Git Essentials

Written by: Tom Spencer

Jun 30, 202210 min read
Git Essentials

Git is a version of version control or Version Control System (VCS). Version control is a system that records changes to a file or set of files over time so that users of the files can recall specific versions later. Version Control Systems allow us to revert files to a previous state, revert the whole project to a previous state, compare changes over time, and see who last modified files to cause problems. Using a VCS means that we can easily recover from most problems introduced to our code base.

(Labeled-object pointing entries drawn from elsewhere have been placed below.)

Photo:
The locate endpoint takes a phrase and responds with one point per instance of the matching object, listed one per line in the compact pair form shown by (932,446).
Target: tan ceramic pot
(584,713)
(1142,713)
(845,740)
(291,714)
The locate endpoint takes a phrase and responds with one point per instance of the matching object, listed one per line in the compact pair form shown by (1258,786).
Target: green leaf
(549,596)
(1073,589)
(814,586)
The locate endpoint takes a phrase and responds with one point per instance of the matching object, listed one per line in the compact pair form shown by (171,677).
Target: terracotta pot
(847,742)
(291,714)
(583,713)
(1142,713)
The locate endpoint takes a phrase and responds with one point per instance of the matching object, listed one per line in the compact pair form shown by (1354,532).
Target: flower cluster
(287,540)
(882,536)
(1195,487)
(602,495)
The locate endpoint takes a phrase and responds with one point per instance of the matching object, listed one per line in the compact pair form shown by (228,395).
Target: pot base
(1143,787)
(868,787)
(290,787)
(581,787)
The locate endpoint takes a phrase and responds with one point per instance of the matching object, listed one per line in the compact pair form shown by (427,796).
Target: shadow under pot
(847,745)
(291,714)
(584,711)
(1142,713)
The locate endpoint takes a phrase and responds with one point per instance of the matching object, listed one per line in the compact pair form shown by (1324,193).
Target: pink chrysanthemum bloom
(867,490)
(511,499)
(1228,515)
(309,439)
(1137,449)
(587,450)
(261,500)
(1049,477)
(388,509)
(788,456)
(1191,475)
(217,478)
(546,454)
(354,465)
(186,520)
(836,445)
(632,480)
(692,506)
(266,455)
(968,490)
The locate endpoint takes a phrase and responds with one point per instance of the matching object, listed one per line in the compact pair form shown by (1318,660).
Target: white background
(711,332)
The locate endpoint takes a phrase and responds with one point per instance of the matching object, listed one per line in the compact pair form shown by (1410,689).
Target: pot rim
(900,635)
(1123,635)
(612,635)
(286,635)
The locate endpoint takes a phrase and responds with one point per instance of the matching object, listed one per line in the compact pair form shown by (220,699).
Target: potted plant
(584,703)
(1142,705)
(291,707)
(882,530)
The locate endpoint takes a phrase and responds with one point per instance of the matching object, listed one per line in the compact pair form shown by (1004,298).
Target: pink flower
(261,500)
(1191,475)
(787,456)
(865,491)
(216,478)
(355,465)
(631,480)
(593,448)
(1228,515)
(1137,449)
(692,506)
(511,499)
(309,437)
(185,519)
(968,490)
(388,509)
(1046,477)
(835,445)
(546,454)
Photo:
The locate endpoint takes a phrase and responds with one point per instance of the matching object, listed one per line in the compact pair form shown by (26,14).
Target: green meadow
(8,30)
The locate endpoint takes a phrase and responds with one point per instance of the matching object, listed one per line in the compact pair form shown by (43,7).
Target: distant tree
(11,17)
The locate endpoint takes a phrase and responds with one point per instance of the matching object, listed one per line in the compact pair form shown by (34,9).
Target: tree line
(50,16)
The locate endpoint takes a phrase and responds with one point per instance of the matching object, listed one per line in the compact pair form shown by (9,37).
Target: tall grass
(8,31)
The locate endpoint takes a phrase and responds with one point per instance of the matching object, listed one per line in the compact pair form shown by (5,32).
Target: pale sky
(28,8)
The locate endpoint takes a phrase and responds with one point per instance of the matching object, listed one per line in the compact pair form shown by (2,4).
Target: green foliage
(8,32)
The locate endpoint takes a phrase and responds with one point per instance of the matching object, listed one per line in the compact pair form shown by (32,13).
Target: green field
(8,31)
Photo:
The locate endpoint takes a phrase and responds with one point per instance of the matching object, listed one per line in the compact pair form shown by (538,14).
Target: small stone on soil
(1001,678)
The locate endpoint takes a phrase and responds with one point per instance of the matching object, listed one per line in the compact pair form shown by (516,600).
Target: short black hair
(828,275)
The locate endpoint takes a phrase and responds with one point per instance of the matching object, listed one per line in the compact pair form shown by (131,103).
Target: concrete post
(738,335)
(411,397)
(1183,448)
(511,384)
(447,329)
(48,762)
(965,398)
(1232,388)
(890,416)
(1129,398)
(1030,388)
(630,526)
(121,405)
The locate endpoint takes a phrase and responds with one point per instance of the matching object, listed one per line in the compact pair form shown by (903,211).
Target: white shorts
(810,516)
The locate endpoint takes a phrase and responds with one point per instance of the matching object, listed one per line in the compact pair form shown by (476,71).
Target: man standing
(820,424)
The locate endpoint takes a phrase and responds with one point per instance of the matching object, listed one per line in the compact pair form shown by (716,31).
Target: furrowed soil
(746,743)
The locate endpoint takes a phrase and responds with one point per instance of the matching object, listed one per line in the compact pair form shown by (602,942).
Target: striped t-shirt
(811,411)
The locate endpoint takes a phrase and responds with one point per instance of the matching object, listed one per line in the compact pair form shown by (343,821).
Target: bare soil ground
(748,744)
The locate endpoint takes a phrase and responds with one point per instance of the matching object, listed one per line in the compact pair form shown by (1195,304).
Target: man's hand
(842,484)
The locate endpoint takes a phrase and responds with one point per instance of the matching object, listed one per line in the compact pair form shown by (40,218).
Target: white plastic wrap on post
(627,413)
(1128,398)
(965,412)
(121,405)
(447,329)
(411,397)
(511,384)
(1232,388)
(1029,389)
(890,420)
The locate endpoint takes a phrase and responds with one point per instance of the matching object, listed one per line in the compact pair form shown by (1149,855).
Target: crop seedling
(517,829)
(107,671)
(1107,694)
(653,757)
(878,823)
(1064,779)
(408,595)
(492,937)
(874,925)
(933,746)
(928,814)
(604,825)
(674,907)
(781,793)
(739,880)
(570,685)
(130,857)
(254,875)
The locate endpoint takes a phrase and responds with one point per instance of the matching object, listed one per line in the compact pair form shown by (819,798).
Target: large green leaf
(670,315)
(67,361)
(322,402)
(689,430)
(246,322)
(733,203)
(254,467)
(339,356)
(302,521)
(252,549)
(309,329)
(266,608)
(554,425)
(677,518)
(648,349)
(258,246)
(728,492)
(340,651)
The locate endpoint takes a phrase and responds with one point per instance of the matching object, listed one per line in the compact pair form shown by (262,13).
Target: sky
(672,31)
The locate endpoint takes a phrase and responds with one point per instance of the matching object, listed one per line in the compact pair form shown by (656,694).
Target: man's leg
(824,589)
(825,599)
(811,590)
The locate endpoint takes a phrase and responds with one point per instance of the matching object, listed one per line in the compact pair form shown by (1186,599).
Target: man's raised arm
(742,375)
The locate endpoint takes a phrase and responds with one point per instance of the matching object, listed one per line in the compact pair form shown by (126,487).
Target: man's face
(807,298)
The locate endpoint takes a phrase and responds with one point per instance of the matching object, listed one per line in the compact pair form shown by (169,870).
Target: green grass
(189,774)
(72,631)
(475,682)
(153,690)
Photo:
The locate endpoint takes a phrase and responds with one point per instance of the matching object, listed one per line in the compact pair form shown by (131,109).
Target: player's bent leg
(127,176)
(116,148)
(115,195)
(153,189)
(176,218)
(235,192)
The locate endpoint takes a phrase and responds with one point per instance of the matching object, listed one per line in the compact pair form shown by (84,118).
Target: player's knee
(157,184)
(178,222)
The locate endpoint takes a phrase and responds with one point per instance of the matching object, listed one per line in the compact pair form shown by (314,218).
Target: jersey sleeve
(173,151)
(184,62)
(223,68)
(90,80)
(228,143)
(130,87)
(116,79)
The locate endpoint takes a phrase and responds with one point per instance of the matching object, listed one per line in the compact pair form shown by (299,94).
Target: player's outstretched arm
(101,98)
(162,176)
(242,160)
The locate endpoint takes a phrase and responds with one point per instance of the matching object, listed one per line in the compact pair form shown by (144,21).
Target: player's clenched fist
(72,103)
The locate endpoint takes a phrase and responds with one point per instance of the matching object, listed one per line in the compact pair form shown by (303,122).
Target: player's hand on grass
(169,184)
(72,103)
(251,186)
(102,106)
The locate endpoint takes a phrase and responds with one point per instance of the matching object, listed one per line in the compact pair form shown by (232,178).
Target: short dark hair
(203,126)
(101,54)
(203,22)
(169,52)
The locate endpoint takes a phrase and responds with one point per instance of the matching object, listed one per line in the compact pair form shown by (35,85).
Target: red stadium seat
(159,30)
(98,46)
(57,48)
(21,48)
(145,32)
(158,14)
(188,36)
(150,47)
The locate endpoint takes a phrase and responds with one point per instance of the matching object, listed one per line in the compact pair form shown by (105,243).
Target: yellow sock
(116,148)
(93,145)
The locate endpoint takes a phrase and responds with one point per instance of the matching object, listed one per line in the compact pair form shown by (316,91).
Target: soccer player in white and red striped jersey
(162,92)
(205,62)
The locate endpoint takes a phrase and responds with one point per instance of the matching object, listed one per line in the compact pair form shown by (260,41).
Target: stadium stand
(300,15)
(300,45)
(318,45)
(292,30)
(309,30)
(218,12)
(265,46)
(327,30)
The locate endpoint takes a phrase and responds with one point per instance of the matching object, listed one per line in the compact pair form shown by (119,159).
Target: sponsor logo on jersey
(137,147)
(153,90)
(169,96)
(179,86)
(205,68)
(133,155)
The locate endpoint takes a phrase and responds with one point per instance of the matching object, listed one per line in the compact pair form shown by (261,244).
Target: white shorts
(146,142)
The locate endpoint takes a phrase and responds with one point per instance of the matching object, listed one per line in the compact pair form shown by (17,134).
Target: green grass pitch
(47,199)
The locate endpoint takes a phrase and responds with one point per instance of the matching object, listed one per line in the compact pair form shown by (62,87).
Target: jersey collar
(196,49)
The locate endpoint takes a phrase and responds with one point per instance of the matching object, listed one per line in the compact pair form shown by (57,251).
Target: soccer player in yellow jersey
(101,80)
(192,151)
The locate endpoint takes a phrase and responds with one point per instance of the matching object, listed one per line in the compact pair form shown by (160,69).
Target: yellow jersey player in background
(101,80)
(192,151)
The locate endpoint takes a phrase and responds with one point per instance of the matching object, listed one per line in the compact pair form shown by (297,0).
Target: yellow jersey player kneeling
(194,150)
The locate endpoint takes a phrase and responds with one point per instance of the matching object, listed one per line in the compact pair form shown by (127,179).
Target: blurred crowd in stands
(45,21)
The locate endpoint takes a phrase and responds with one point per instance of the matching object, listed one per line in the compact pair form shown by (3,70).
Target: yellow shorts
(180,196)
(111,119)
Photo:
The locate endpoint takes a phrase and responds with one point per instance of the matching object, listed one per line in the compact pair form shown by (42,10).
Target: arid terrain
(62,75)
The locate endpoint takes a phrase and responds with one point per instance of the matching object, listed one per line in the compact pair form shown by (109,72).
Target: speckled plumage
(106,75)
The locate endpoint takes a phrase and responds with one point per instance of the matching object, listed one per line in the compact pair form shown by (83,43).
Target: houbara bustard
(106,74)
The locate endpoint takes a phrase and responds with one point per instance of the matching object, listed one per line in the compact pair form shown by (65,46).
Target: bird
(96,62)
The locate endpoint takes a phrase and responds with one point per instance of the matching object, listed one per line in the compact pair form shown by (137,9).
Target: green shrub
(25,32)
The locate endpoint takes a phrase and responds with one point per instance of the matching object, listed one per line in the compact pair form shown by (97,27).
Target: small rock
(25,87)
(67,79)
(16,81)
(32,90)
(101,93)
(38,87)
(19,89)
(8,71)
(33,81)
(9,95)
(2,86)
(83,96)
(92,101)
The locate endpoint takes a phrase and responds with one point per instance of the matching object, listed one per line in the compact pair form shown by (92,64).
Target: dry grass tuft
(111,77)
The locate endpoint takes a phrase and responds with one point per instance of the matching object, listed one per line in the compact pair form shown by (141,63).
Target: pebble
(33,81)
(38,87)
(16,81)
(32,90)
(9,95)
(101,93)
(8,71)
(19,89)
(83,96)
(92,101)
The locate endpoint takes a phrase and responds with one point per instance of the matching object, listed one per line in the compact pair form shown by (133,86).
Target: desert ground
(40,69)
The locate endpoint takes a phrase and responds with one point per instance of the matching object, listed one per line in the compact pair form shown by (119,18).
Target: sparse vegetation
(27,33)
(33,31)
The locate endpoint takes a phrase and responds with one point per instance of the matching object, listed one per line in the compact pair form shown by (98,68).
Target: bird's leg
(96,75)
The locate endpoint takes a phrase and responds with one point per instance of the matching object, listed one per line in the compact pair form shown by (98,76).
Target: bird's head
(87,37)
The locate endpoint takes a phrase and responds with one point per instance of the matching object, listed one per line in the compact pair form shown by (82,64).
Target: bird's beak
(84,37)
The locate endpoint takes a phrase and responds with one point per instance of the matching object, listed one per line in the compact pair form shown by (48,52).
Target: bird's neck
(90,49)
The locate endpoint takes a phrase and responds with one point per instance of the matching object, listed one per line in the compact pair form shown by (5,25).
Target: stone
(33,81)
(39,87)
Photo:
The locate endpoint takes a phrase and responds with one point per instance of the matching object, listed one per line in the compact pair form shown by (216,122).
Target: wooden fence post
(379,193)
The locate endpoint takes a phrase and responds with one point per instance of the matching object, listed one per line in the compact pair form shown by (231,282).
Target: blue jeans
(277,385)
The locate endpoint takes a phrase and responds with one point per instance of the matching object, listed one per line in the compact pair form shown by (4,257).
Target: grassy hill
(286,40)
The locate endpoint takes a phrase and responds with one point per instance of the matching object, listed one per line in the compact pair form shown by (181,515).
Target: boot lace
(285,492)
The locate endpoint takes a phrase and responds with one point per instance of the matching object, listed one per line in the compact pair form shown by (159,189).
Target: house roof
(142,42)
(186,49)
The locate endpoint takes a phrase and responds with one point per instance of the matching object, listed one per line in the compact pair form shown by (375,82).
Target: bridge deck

Version Control Systems also allow us to collaborate as developers on other computers with a shared project. Centralised Version Control Systems in the past allowed centralised control over who can do what. The downside with a CVCS does mean that there is a single point of failure on a single server. If the server goes down noone can add changes to the cnetralised database. Also if the hard disk of the central database becomes corrupted all work can be lost.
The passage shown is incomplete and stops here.